PS why dont you E mail me?  I dont always get to this site everday and it will be easier to talk via E mail  My addy id ***@****

by Patrice, Feb 10, 2001 12:00AM
Gina

Sorry I wrote my addy down wrong.  It was very late.  here is the real one

***@****

Take Care

Patrice

by Gina, Feb 10, 2001 12:00AM
I did finally tell the nurse and after filling out another form they upped me to 70mgs. Hopefully, this will be it. I know you don't get high. I have had to try and explain how I just feel normal. I remember feeling great in the beginning. I guess that was a liitle bit of a high? I know it will be a long way down. On the positive front I found out my insurance will pay for 70% after a 300.00 deductible. It cost me 250.00 initial intake and 70.00 per week. So now I will only pay 21.00 a week. I hope your treatment stays as good as it is now. Keep in touch. Will note your addy.

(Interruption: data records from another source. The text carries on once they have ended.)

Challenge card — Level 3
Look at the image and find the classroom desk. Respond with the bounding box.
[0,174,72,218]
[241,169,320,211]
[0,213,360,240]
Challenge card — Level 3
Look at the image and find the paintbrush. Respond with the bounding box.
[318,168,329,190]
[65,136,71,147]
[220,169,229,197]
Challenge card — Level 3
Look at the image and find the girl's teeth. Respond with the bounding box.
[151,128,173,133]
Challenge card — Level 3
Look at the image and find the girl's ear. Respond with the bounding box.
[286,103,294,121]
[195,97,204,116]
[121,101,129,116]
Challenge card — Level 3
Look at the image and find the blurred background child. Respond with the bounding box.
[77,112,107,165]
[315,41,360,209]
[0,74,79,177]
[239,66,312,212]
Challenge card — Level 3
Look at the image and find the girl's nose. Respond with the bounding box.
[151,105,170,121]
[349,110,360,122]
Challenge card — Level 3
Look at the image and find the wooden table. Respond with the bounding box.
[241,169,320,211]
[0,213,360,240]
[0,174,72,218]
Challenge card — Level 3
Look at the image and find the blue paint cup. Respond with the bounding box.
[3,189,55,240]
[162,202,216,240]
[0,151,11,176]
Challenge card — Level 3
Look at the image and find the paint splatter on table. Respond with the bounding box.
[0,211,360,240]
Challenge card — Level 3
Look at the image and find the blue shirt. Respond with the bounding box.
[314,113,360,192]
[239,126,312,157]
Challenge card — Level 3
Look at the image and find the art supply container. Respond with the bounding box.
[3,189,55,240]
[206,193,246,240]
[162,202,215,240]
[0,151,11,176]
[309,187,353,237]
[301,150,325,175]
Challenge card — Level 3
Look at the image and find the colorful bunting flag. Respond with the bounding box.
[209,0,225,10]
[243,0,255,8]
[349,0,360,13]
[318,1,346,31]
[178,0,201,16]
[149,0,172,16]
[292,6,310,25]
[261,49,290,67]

by MaryChristine1, Feb 26, 2008 02:30PM
To: all u dumb*sses
y'all were stupid to get on methadone in the first place. i kicked a 100 dollar a day dope habit cold turkey. the meth clinic is just a pin for the gov to make money off of junkies. and by the way...methadone is a narcotic, and if u go to that place on a daily basis, meanwhile increasing ur dosage once a month, ur STILL using.  dumbasses. at least if ur gonna get high do it right. quit foolin urself.  so congratulations...ull have a 200 mg daily dosage of methadone on a daily in about 30 years when u could kick cold turkey or  take some ******* valium and be done in three days.  

hold'er

by flmagi, Feb 26, 2008 03:38PM
Dear Mary christine,
*******, your answering a post that is 8 years old.  DUH

by MaryChristine1, Feb 26, 2008 08:14PM
sorry dear, but couldnt help myself. i bet that cat is STILL on that methadone mess lol  i just couldnt keep my mouth shut on that one bud

by toxictome, Feb 26, 2008 08:17PM
To: magi/marychristine
YOU guys are making me laugh!!!  Thanks!! :D

by DILLY1223, Oct 12, 2008 11:20PM
To: EVERYONE
WOW!!!!!!!!!!!!!!!!!!!!!!!! I came here to get some advice on if darvon was dangerous or not at first taking it and all I saw was a bunch of argueing so if this is what it does I want no part I'll put upn with the pain and sickness so you guys definately stopped me from making a mistake with all of your drama. THANKS!!!!!!!